Advice: Ryan Sutton, marketing consultant for the freehold pub which is owned by brother and sister team Martine Derry and David Clilverd, says: “Make sure your idea is solid and directly appeals to the diners you are expecting to attract. Keep the idea simple and be sure to get the basic elements right.”
Best outcome: Tuesday night takings are up by around 150%.
Wings sold by the kilo
Where: Plough, Harborne, Birmingham
Website: www.theploughharborne.co.uk
Twitter: @PloughHarborne
The idea: Buffalo wings, sold by the kilo, served every Sunday evening.
How it works: The wings are cooked to order and are served on greaseproof paper, on a metal tray, with a side order of celery and blue cheese dip. Customers looking to enjoy the messy treat are also provided with a finger bowl of hot water and a roll of thick kitchen towel.
Marketing: The concept, which the pub has branded Lickin’ Chicken, was turned around in a week, with posters displayed in-house and social media advertising, on the pub’s Facebook and Twitter pages, generating a big response to the campaign within hours.
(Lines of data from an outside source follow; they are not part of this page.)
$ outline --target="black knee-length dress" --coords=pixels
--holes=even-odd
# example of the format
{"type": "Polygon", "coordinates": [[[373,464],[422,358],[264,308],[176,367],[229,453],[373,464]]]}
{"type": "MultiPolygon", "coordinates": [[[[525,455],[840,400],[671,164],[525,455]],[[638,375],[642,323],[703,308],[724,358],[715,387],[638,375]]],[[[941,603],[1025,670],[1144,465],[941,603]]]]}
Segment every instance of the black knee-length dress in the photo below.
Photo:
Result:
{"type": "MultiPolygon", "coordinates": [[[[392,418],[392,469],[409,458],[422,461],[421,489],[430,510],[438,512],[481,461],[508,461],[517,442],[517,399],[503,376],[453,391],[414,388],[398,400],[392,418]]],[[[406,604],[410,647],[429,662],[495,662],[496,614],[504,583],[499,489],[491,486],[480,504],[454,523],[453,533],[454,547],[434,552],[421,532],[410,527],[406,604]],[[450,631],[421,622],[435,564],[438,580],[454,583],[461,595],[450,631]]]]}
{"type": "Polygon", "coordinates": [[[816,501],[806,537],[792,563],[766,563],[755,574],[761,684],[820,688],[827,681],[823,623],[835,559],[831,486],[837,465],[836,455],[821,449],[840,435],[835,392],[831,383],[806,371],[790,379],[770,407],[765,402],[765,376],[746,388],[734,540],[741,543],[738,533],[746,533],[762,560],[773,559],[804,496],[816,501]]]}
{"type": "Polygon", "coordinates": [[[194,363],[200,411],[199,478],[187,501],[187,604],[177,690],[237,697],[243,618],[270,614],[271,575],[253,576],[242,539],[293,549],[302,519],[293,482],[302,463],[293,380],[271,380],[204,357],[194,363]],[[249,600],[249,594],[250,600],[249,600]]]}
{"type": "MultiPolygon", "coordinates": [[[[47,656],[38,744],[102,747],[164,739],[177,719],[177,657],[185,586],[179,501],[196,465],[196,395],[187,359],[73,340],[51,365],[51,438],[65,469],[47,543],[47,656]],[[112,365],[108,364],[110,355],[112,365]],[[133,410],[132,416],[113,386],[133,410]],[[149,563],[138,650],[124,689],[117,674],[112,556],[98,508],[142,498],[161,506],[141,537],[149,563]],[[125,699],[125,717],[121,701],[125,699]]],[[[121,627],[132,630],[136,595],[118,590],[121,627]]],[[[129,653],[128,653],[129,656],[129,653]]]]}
After a busy lunch and afternoon service, the pub’s tables are rebranded between 5pm and 6pm ready for the Sunday evening chicken promotion.
Be prepared: The wings are sourced by the pub’s butcher, Roger Brown, to a very specific brief.
Pay-off: Appeals to a broad cross-section of customers, but in particular to younger guests; between 30kg and 60kg of wings are sold at the pub every Sunday evening.
Key benefits: Boosts Sunday evening trade; offered the pub a point of difference when first introduced (since then, other venues in Birmingham have also introduced a wings menu.)
Advice: Lee Coliandris, recruitment, events and marketing manager at the pub, says: “Find the best supplier you can and be very specific about the type of wings you want. A lot of places in the past haven’t really nailed it, serving small wings with hardly any meat on them.”
Best outcome: Sunday evening footfall has doubled, with customers prepared to wait up to 45 minutes for a table.